Vatandaşın iktisatçıya ilgisinin gerisinde bazı önemli hizmetleri yatıyor. Birincisi, geleceğin, özellikle yakın geleceğin tahminidir. Makro göstergeler öne çıkar. Türkiye’de ağırlık enflasyon, döviz kuru ve faiz üçlüsündedir. Gelişmiş ülkelerde bunların yerini işsizlik alır. Ekonomik aktörler bugün aldıkları tüketim, üretim ve yatırım kararlarında göstergelerin yarınki değerlerine ihtiyaç duyar. Gözler bu işin uzmanına, yani iktisatçıya çevrilir. Tahminleri dikkatle dinlenir. Gündelik dile tercüme edilir.
(...) Yarınların bilinmezliği ebediyete kadar sürecek, tahminler hep şaşacaktır. Ne var ki, elde olan iktisatçıların tahminleridir; bütün yetersizliklerine rağmen onlara talep sürecektir. Tersini söyleyenlere sakın inanmayın.
İkincisi, “iktisat politikaları” yani ekonomilerin yönetimi hakkında önerilerdir.
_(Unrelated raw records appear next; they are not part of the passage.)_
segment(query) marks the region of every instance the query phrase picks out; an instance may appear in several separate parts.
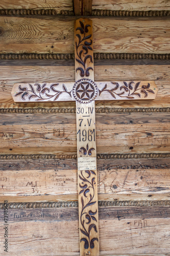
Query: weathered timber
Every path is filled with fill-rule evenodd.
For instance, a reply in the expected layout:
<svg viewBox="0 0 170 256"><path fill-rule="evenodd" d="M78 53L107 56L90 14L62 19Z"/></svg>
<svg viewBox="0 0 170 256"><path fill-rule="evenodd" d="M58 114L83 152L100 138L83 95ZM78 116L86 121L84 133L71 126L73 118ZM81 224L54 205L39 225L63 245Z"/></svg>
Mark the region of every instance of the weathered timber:
<svg viewBox="0 0 170 256"><path fill-rule="evenodd" d="M1 17L0 53L73 53L75 18ZM92 18L94 52L169 53L170 21L141 18Z"/></svg>
<svg viewBox="0 0 170 256"><path fill-rule="evenodd" d="M168 65L109 65L94 66L95 81L111 80L114 74L114 80L118 80L120 77L122 80L130 80L132 78L136 80L155 80L158 88L157 98L153 101L135 100L116 101L104 103L96 102L96 106L111 106L114 108L162 108L169 106L170 80L169 79L169 68ZM0 88L0 107L1 108L75 108L75 102L69 103L29 103L20 104L13 103L11 91L13 82L53 82L57 80L61 82L64 76L65 82L74 81L74 67L72 66L1 66ZM34 77L34 79L33 79ZM53 79L52 78L53 77Z"/></svg>
<svg viewBox="0 0 170 256"><path fill-rule="evenodd" d="M129 3L127 0L121 0L118 2L113 2L112 0L105 1L93 0L92 9L100 10L112 10L115 11L149 11L169 10L168 2L160 2L158 0L142 0L140 2L132 0ZM35 2L33 0L27 0L21 4L19 0L13 2L12 0L1 2L0 9L30 9L38 10L52 9L59 12L59 9L61 10L69 10L72 11L72 1L66 0L63 2L60 0L50 0L47 3L42 0ZM31 14L31 13L30 13Z"/></svg>
<svg viewBox="0 0 170 256"><path fill-rule="evenodd" d="M73 0L75 15L91 15L92 0Z"/></svg>
<svg viewBox="0 0 170 256"><path fill-rule="evenodd" d="M3 227L4 210L0 212ZM13 209L9 214L9 255L18 250L28 255L78 255L78 208ZM100 255L168 253L169 207L100 207L99 216Z"/></svg>
<svg viewBox="0 0 170 256"><path fill-rule="evenodd" d="M130 2L127 0L93 0L92 9L100 10L112 10L113 11L150 11L169 10L169 3L160 2L158 0L132 0Z"/></svg>
<svg viewBox="0 0 170 256"><path fill-rule="evenodd" d="M56 14L61 14L62 11L67 10L72 11L72 1L71 0L65 0L64 1L61 0L50 0L46 2L43 0L39 1L26 0L24 2L21 3L19 0L15 1L15 2L12 0L8 0L6 2L3 0L1 2L0 9L29 9L30 15L34 14L35 10L37 10L37 14L38 14L38 10L42 9L44 10L44 15L45 15L45 10L51 9L52 10L52 14L53 14L53 10L54 10ZM40 13L40 14L41 13ZM50 15L50 12L48 12L48 15Z"/></svg>
<svg viewBox="0 0 170 256"><path fill-rule="evenodd" d="M18 171L29 170L66 170L75 169L77 160L73 157L71 159L36 159L34 156L29 159L8 159L8 156L4 156L4 159L0 160L0 170ZM11 155L14 156L15 155ZM42 155L42 156L44 156ZM107 156L109 155L107 154ZM6 156L6 158L5 158ZM27 156L25 155L25 156ZM169 156L170 157L170 156ZM106 167L106 166L108 166ZM166 158L140 158L127 159L98 159L98 169L100 171L105 170L105 168L121 169L168 169L170 168L170 159Z"/></svg>
<svg viewBox="0 0 170 256"><path fill-rule="evenodd" d="M1 171L0 195L6 197L45 195L63 195L62 198L67 199L67 195L70 196L78 193L77 164L74 168L68 169L65 161L63 161L62 167L56 169ZM108 162L108 161L107 161ZM112 164L103 161L102 168L98 169L98 193L99 199L115 199L125 195L141 195L159 194L168 196L170 189L170 173L168 169L114 169ZM35 162L36 163L36 162ZM104 195L107 194L107 195ZM65 195L65 197L64 196ZM44 198L45 197L44 197ZM50 198L50 197L48 197ZM57 197L56 197L57 198ZM78 196L77 196L78 198ZM13 200L15 200L13 199ZM27 198L25 200L27 201Z"/></svg>
<svg viewBox="0 0 170 256"><path fill-rule="evenodd" d="M1 154L76 154L75 114L43 117L41 114L15 114L11 119L12 115L1 116L4 125L1 128ZM117 118L112 113L96 116L98 154L169 151L169 114L120 114Z"/></svg>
Makro ve mikro düzeyde sonsuz örnek verilebilir. Gecelik faizler indirilmeli mi? Döviz kuruna müdahale etmeli mi? Bütçe açığı azaltılmalı mı? Çin’den ithalata kısıtlama konmalı mı? Ziraat Bankası özelleştirilmeli mi? Emeklilik yaşı yükseltilmeli mi? Üniversite paralı hale getirilmeli mi? Buğday destek fiyatı artırılmalı mı? vs. vs. Bunlar toplumun, çıkar gruplarının ve siyasetçinin her gün cevaplamak zorunda kaldığı sorulardır. Her birinde, alınan kararın kısa ve uzun dönemde farklı ekonomik, toplumsal ve siyasi sonuçları vardır. Birilerinin bunları analiz etmesi ve insanlara anlatması gerekir. Gözler gene işin uzmanı olduğu düşünülen iktisatçıya çevrilir.